The primal bellow of thunder is one of the most familiar and impressive elements of our planet’s soundscape – and ear-splitting enough at close range to send more than a few dogs, children and, yes, even grownups scrambling for cover.

The wide range of words we use to describe thunder’s sounds – boom, crack, clap, roll, peal, rumble, grumble, roar – reflect the fact that what we hear a lightning bolt produce varies in volume, sharpness and duration.

The different sounds are due to our position in relation to the thunderbolt in question and the effect of air density, objects and other physical factors.

The electrical discharge called lightning occurs in thunderstorms thanks to the tumultuous air movement that occurs within them. Ice crystals and the iced-over snowflakes called graupel collide with one another within the thundercloud (cumulonimbus), resulting in the crystals becoming positively charged and the graupel becoming negatively charged.

Updrafts carry the ice crystals into the crown of the thunderhead while the heavier graupel concentrates in middle and lower layers, meaning the top of the now-electrified cloud develops a positive charge and the bottom a negative one.

Voltage builds up between oppositely charged areas, causing lightning flashes within the thunderhead as well as between clouds. These in-cloud and cloud-to-cloud discharges account for most of the lightning in a storm, but cloud-to-ground strikes also occur.

These happen because like charges repel one another, which means the negatively charged bottom of the thundercloud displaces negative charges from the ground below while attracting positive charges.

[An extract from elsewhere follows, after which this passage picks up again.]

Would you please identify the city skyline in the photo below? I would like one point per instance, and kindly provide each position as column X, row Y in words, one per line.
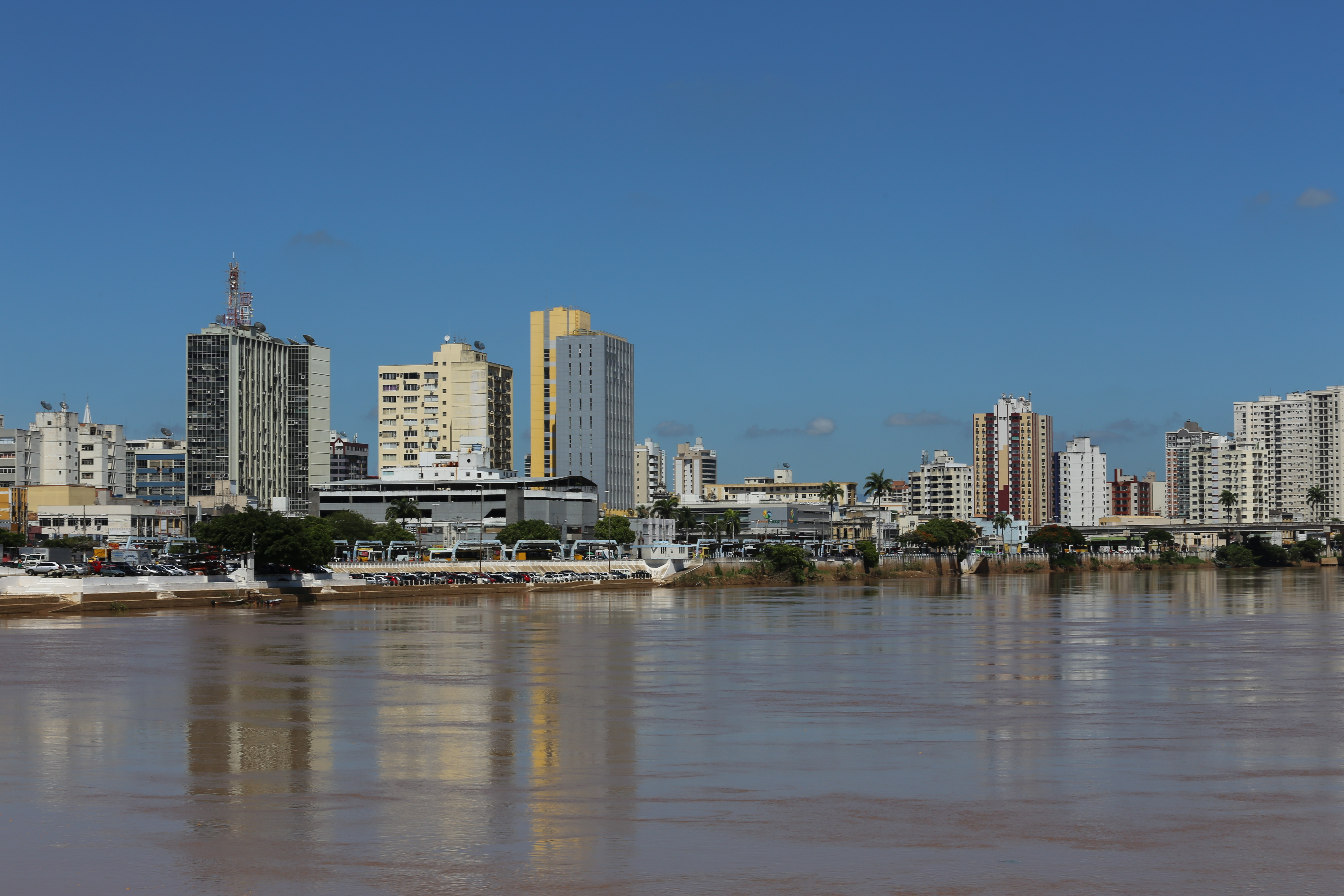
column 863, row 175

The air in between initially insulates from electrical discharge, but once the voltage builds up enough, an initial stream of negative charges – the pilot leader – flows from the cloud belly to the ground. As the flow continues, channels for the movement of charged particles develop between the cloud and the ground in the form of stepped leaders.

The return stroke is the powerful surge of current from the ground back to the cloud along these channels, which produces the blazing flash we see as lightning.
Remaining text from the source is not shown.